To construct a learning curve, initial installed capacity, initial cost, and learning rate must be specified. As discussed below, the data for these parameters are collected from various sources for individual subsystems.

The initial TASC and total O&M cost of individual subsystems are derived from the NETL’s recent study on state-of-the-art commercial technologies for blue hydrogen production7. The NETL study provides the estimates of total plant cost for individual processes or systems, as well as the owner’s cost and the TASC and O&M costs for the overall plant. The cost breakdowns are applied to the NETL’s plant-level cost estimates to come up with the initial TASC and total O&M cost for individual subsystems. The cost allocation methods and relevant cost estimates are detailed in Supplementary Notes 3 to 4 and Supplementary Tables 6 to 12.
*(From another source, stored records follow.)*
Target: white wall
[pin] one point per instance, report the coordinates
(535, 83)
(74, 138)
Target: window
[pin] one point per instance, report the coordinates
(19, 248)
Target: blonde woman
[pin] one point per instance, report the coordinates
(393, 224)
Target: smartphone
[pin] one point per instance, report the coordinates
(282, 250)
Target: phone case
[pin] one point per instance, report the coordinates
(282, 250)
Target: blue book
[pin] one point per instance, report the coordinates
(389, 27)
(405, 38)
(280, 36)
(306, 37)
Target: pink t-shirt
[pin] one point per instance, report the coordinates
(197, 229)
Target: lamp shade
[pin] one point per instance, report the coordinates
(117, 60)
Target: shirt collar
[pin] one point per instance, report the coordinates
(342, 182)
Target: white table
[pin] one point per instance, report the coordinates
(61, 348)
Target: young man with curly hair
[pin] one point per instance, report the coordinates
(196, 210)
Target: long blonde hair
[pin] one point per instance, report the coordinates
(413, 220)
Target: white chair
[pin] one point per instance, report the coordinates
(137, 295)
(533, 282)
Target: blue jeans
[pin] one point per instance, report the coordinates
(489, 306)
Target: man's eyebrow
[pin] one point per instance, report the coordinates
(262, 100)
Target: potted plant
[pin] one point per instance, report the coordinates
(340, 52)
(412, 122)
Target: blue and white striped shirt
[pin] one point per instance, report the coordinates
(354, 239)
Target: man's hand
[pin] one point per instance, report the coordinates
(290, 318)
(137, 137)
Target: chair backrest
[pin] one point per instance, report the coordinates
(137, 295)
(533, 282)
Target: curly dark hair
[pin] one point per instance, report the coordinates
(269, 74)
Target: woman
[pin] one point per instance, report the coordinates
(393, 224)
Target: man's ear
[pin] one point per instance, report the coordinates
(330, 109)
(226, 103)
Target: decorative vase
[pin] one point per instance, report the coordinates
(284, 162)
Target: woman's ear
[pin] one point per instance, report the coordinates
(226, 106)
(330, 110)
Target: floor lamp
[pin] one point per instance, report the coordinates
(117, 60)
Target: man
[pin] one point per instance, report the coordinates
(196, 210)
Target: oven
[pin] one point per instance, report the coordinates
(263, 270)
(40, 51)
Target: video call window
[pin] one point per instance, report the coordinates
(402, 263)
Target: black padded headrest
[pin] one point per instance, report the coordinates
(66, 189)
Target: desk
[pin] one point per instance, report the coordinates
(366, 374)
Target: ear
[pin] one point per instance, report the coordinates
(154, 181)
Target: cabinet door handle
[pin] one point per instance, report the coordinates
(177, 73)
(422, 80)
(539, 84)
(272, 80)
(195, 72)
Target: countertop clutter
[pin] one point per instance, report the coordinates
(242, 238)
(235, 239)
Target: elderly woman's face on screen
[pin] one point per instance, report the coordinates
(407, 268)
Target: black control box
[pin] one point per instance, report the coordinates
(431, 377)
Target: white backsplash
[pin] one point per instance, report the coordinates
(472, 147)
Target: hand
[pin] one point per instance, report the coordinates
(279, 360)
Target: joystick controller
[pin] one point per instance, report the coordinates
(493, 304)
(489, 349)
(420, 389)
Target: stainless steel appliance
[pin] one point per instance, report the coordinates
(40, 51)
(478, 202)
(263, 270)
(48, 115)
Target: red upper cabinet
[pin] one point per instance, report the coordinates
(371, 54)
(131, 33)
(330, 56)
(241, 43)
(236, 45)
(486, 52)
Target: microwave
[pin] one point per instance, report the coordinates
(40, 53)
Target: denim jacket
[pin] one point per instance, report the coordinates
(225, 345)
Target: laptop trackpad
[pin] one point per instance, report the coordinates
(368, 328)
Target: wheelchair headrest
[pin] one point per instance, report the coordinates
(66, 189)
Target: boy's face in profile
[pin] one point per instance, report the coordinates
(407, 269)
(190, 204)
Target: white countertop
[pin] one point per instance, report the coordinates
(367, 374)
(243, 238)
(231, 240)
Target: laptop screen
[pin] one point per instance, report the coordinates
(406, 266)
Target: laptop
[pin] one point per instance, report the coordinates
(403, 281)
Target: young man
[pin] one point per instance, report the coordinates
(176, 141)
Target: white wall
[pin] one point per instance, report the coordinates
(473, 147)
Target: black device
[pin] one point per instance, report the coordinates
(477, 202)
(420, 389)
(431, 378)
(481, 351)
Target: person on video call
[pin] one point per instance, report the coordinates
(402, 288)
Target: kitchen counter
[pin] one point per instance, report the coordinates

The initial installed capacity of individual subsystems is estimated based on the current global installed capacity unless noted otherwise, which implies conservative projections of technological learning. The installed capacity is measured in equivalent gigawatts of thermal energy. When the installed capacity is measured in electric power capacity, it is converted to equivalent gigawatts of thermal energy with an assumed thermal efficiency of 40%. Thermal energy capacity is further converted to the mass-based production capacity of hydrogen in terms of its higher heating value. The data of initial installed capacity are mainly derived or collected from the International Energy Agency’s Global Hydrogen Review12,28, a highly-cited learning curve article14, and the Global Syngas Technology Council syngas database50. Additional details of initial installed capacity are available in Supplementary Note 4 and Supplementary Table 13.

The data on capital and O&M cost learning rates are mainly collected from three learning curve studies on reforming hydrogen production and power generation with CCS, respectively13,14,15. Additional learning rate data come from other studies16,51,52.